SPARQLing Protégé-OWL Jena integration

The Jena ARQ SPARQL engine has been very rapidly integrated into Protégé. Nice work from Holger Knublauch, and from Andy Seaborne who explained how Protégé’s native RDF Java structures could manifest themselves via Jena interfaces so that the ARP query engine could work against Protégé data. He also gave a handy overview of the ARP architecture, describing where it has dependencies on Jena, and how it could be attached to other RDF Java libraries instead.

The most amazing thing was how fast it all happened. As a protege-owl lurker, I had been following some discussions on RDF “named graphs”, and jumped in to suggest they take a look at SPARQL’s ability to query against such things.

From my original post

I’d also encourage you to take a look at the SPARQL work on RDF querying, if you haven’t already.

…to Holger’s “This is working indeed!” in less than a day. Holger summarises:

We now have an implementation that wraps a live Protege OWL triple store as a Jena Graph (and Model). This means that arbitrary Jena query services can be executed within Protege.

The relevant call is

OWLModel owlModel = ...; // Protege model
Model model = JenaModelFactory.createModel(owlModel); // Jena model

I also added a quick-and-dirty SPARQL query tab to Protege (see screenshot). This is extremely primitive yet, but hopefully useful on the long run. All this is on CVS and part of the next beta.

Here’s a thumbnail of the screenshot, linking to the full image:
Protégé screenshot showing a SPARQL query and a tabular resultset

I don’t see Andy’s explanation in the list archives, but it is quoted in full in Holger’s post, and is worth reading for those with an interest in Jena and ARQ.

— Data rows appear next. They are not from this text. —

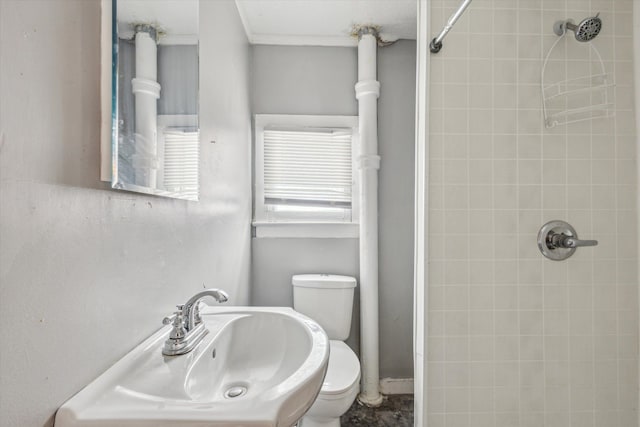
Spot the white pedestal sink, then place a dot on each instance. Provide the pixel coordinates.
(256, 367)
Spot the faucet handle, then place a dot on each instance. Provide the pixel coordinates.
(171, 319)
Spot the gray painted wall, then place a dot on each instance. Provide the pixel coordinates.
(86, 273)
(304, 80)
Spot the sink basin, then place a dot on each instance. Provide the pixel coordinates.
(256, 367)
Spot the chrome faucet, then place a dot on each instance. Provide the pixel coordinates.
(188, 328)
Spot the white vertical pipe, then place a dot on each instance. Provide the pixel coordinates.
(147, 91)
(636, 81)
(367, 93)
(421, 253)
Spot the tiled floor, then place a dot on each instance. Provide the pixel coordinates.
(395, 411)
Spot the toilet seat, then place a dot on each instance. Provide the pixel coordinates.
(343, 371)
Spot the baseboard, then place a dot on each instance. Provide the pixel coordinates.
(396, 386)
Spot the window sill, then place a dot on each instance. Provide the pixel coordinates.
(327, 230)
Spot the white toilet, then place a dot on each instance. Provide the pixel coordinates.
(328, 299)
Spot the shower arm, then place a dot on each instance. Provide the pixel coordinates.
(436, 43)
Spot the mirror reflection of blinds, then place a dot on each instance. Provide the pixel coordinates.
(308, 167)
(181, 161)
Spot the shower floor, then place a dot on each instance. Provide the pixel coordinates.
(395, 411)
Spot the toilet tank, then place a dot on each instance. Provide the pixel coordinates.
(327, 299)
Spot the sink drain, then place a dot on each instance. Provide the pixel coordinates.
(235, 391)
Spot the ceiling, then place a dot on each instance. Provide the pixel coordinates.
(177, 19)
(324, 22)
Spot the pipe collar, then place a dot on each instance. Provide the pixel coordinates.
(145, 87)
(367, 87)
(369, 161)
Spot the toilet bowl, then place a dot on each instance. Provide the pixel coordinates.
(339, 390)
(328, 299)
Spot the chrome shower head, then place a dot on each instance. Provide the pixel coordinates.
(585, 31)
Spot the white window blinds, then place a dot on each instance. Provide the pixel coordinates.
(310, 167)
(181, 161)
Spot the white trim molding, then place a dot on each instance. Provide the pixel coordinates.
(396, 386)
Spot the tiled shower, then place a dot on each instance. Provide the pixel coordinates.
(515, 339)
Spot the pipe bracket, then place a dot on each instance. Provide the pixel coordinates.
(369, 161)
(146, 87)
(367, 87)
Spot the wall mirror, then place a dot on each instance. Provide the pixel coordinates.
(154, 117)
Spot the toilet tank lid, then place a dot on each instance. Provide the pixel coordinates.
(323, 281)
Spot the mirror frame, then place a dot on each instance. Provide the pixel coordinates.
(109, 108)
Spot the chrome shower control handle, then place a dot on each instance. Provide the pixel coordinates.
(561, 240)
(558, 240)
(570, 242)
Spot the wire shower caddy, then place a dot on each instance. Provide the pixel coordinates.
(580, 98)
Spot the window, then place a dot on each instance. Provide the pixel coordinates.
(305, 176)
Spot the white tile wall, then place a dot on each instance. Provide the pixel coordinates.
(515, 339)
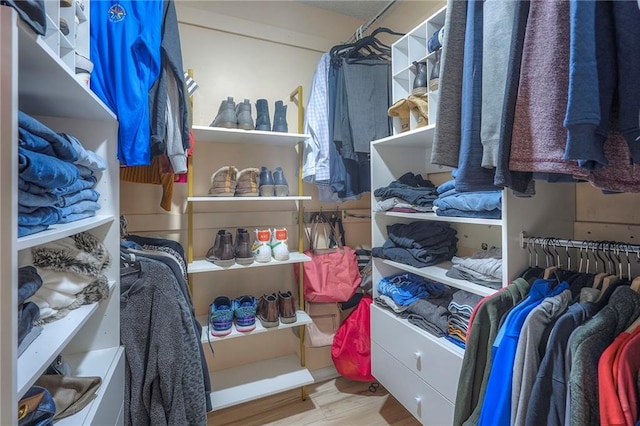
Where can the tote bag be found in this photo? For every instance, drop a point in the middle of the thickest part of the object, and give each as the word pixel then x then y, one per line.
pixel 332 275
pixel 351 349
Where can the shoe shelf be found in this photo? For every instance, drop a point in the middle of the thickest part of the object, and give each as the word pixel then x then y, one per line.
pixel 202 265
pixel 213 199
pixel 303 319
pixel 422 137
pixel 108 364
pixel 62 230
pixel 48 86
pixel 54 338
pixel 438 273
pixel 436 218
pixel 248 382
pixel 204 134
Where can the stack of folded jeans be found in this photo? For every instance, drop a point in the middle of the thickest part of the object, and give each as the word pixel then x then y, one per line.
pixel 56 177
pixel 409 193
pixel 460 307
pixel 28 312
pixel 478 204
pixel 419 244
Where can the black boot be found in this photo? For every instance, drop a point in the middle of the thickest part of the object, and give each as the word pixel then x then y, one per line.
pixel 263 122
pixel 280 118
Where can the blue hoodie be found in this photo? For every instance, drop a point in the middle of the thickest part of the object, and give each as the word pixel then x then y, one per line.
pixel 125 51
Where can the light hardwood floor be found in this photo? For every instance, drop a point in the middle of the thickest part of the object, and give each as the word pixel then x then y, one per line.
pixel 333 402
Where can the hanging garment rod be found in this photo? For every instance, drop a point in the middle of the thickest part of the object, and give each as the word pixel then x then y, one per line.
pixel 599 245
pixel 363 28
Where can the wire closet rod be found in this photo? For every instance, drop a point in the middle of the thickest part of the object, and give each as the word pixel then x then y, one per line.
pixel 363 28
pixel 599 245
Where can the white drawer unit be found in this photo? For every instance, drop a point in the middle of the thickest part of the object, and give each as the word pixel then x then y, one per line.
pixel 434 360
pixel 421 400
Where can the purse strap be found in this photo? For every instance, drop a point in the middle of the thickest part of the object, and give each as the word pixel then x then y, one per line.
pixel 319 227
pixel 336 221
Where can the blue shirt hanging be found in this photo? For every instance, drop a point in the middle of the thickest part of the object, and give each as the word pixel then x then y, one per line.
pixel 125 51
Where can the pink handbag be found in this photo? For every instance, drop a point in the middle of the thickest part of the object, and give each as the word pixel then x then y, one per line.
pixel 332 275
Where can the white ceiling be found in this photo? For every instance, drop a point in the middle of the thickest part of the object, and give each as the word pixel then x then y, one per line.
pixel 362 9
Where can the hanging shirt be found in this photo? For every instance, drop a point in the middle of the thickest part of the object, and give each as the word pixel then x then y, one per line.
pixel 125 51
pixel 315 165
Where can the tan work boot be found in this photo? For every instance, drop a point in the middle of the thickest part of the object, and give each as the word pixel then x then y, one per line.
pixel 224 182
pixel 420 107
pixel 401 110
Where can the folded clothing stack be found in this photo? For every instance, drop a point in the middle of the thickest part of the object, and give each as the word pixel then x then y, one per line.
pixel 418 244
pixel 478 204
pixel 482 268
pixel 56 177
pixel 409 193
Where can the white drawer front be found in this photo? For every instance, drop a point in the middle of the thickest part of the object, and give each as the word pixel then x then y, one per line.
pixel 434 360
pixel 420 399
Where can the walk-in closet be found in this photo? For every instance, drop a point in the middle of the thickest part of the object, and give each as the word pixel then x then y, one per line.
pixel 179 178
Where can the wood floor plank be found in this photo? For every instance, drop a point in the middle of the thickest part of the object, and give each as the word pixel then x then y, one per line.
pixel 333 402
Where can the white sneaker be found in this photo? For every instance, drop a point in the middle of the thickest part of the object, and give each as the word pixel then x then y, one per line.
pixel 261 247
pixel 279 248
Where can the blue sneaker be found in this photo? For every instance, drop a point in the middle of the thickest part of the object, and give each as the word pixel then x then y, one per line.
pixel 244 310
pixel 221 316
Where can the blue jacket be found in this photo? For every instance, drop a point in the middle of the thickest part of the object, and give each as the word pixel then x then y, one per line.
pixel 125 51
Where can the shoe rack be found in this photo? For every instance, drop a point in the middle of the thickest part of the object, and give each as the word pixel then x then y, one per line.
pixel 249 381
pixel 410 48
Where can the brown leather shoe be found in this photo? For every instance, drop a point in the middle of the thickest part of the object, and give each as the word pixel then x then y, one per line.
pixel 287 307
pixel 267 311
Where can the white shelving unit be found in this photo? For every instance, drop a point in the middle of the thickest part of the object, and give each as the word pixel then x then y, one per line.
pixel 419 369
pixel 409 49
pixel 245 382
pixel 39 79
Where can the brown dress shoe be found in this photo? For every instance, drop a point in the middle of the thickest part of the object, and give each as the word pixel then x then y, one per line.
pixel 267 311
pixel 287 307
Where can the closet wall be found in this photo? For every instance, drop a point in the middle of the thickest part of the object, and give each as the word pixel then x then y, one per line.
pixel 251 50
pixel 264 50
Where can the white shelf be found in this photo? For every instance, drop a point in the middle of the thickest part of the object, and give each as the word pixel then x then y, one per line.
pixel 256 380
pixel 440 341
pixel 213 199
pixel 448 219
pixel 438 273
pixel 57 231
pixel 103 363
pixel 420 137
pixel 205 266
pixel 303 318
pixel 48 87
pixel 54 337
pixel 247 137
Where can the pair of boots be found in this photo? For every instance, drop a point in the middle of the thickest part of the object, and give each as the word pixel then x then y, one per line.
pixel 225 253
pixel 232 116
pixel 227 181
pixel 413 104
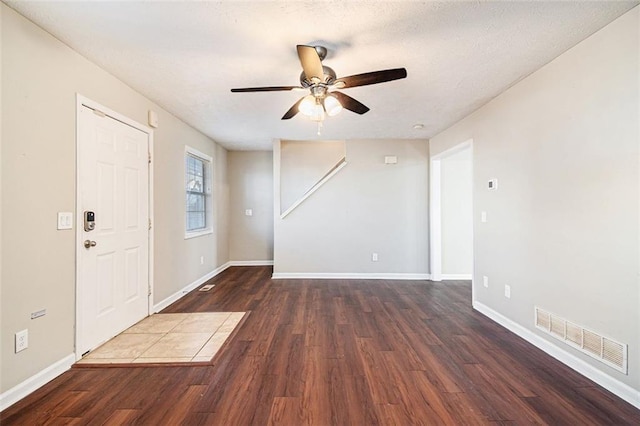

There’s now a Jena Integration of Protege-OWL page explaining the details, and providing a diagram illustrating the integration architecture.

Jena protege integration architecture

The key to this integration is the fact that both systems operate on a low-level “triple” representation of the model. Protege has its native frame store mechanism, which has been wrapped in Protege-OWL with the TripleStore classes. In the Jena world, the corresponding interfaces are called Graph and Model. The Protege TripleStore has been wrapped into a Jena Graph, so that any read access from the Jena API in fact operates on the Protege triples. In order to modify these triples, the conventional Protege-OWL API must be used. However, this mechanisms allows to use Jena methods for querying while the ontology is edited inside Protege.

The details can be explored in CVS, for example see the new SPARQLQueryResults class.